Much faster, pre-caching mapping of Arabic to Latin characters, simple greedy processing.
Will not convert material from non-Arabic blocks such as any (somewhat unusual) Cyrillic
or Chinese characters in Uyghur texts.
Changes in version 0.6 (minor upgrade)
* Added support for two letter characters used in Uzbek:
(1) character "ʻ" ("modifier letter turned comma", which modifies preceding "g" and "u" letters)
(2) character "ʼ" ("modifier letter apostrophe", which Uzbek uses to mark a glottal stop).
Both are now mapped to "'" (plain ASCII apostrophe).
* Added support for Uyghur vowel characters such as "ې" (Arabic e) and "ۆ" (Arabic oe)
even when they are not preceded by "ئ" (yeh with hamza above).
* Added support for Arabic semicolon "؛", Arabic ligature forms for phrases such as "ﷺ"
("sallallahou alayhe wasallam" = "prayer of God be upon him and his family and peace")
* Added robustness for Arabic letter presentation forms (initial/medial/final/isolated).
However, it is strongly recommended to normalize any presentation form Arabic letters
to their non-presentation form before calling uroman.
* Added force flush directive ($|=1;).
Changes in version 0.5 (minor upgrade)
* Improvements for Uyghur (make sure to use language option: -l uig)

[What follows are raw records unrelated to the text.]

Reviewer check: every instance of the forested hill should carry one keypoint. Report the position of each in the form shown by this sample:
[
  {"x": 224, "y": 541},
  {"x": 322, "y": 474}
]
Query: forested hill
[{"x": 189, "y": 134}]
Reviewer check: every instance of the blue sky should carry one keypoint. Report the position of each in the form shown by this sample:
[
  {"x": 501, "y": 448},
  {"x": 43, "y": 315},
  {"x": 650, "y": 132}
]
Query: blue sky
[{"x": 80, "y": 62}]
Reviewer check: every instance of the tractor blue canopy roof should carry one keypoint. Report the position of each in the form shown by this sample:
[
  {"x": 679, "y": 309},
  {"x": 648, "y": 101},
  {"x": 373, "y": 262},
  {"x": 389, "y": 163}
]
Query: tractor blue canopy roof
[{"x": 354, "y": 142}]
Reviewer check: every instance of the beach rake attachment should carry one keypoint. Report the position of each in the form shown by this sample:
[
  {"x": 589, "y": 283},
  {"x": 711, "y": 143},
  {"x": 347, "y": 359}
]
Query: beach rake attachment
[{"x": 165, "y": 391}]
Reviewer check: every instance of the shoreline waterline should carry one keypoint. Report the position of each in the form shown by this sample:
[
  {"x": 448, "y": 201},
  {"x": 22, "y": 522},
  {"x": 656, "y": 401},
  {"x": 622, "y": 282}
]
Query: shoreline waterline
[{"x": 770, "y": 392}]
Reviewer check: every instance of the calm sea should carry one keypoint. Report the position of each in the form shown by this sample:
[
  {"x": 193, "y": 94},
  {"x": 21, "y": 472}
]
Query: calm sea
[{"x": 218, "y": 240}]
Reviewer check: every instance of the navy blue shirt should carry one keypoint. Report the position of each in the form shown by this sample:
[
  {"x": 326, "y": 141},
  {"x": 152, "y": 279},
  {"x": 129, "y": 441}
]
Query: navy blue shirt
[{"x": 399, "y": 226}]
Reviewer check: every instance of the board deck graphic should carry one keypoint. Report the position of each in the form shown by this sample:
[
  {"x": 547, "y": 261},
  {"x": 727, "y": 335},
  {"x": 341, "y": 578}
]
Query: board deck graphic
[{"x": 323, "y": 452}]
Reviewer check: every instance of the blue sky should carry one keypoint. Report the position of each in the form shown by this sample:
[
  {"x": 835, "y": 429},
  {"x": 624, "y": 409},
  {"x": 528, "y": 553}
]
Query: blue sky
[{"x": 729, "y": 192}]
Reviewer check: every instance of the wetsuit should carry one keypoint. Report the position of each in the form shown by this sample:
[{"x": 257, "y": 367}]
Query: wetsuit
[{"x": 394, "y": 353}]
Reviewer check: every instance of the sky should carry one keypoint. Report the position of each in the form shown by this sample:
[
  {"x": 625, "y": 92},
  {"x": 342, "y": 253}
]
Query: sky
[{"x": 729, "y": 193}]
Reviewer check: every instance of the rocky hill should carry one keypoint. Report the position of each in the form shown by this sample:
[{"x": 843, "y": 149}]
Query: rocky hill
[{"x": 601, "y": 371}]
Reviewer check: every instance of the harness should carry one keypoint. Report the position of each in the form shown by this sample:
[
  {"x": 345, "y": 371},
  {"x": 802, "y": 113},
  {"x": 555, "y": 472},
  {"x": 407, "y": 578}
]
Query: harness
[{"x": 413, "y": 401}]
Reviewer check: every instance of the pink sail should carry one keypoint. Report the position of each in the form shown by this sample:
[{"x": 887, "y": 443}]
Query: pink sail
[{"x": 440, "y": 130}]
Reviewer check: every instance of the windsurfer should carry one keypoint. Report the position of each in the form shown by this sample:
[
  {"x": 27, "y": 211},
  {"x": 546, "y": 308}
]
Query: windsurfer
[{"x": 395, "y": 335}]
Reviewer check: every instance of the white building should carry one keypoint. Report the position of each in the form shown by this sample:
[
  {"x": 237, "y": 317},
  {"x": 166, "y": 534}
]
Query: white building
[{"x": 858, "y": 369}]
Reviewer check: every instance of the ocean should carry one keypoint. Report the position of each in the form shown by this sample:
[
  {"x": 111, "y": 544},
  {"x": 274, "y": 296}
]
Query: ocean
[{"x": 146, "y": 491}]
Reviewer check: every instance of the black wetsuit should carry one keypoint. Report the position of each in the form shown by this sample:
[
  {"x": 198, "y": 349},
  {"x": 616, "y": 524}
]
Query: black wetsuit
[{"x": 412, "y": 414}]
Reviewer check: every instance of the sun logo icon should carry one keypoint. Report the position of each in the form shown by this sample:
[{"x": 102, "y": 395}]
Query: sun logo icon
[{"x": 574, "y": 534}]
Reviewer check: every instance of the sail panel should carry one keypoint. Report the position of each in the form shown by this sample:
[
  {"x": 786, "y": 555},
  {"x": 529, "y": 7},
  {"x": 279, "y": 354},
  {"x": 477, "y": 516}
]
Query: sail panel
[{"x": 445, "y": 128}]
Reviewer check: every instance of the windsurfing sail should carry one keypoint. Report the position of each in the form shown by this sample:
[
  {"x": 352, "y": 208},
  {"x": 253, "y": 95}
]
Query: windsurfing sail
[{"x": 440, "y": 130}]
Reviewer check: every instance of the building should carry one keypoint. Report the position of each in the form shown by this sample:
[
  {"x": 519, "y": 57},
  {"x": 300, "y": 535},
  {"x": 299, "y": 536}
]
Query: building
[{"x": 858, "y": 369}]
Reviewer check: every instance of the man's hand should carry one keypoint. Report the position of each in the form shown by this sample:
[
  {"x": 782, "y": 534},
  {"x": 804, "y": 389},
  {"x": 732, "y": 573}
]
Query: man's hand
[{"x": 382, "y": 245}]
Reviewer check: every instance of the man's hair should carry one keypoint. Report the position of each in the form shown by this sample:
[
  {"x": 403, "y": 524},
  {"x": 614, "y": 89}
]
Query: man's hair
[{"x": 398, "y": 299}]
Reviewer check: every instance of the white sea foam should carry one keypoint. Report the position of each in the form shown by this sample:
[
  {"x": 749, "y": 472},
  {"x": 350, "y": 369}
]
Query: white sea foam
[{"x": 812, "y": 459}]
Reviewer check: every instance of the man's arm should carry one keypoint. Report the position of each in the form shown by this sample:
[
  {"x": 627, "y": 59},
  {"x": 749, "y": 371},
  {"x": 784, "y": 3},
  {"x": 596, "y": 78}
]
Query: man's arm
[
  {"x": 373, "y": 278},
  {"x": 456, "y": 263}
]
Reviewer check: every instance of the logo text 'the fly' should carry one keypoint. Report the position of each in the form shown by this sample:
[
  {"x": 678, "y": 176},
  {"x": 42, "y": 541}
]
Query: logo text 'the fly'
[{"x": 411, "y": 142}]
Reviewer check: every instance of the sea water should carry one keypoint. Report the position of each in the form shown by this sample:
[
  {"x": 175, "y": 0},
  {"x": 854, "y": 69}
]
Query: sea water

Changes in version 0.4 (minor upgrade)
* Improvements for Thai (special cases for vowel/consonant reordering, e.g. for "sara o"; dropped some aspiration 'h's)
* Minor change for Arabic (added "alef+fathatan" = "an")
New features in version 0.3
* Covers Mandarin (Chinese)
* Improved romanization for numerous languages
* Preserves capitalization (e.g. from Latin, Cyrillic, Greek scripts)
* Maps from native digits to Western numbers
* Faster for South Asian languages
Other features
* Web interface: http://www.isi.edu/~ulf/uroman.html
* Vowelization is provided when locally computable, e.g. for many South Asian
languages and Tibetan.
Limitations
* This version of uroman assumes all CJK ideographs to be Mandarin (Chinese).
This means that Japanese kanji are incorrectly romanized; however, Japanese
hiragana and katakana are properly romanized.
* A romanizer is not a full transliterator. For example, this version of
uroman does not vowelize text that lacks explicit vowelization such as
normal text in Arabic and Hebrew (without diacritics/points).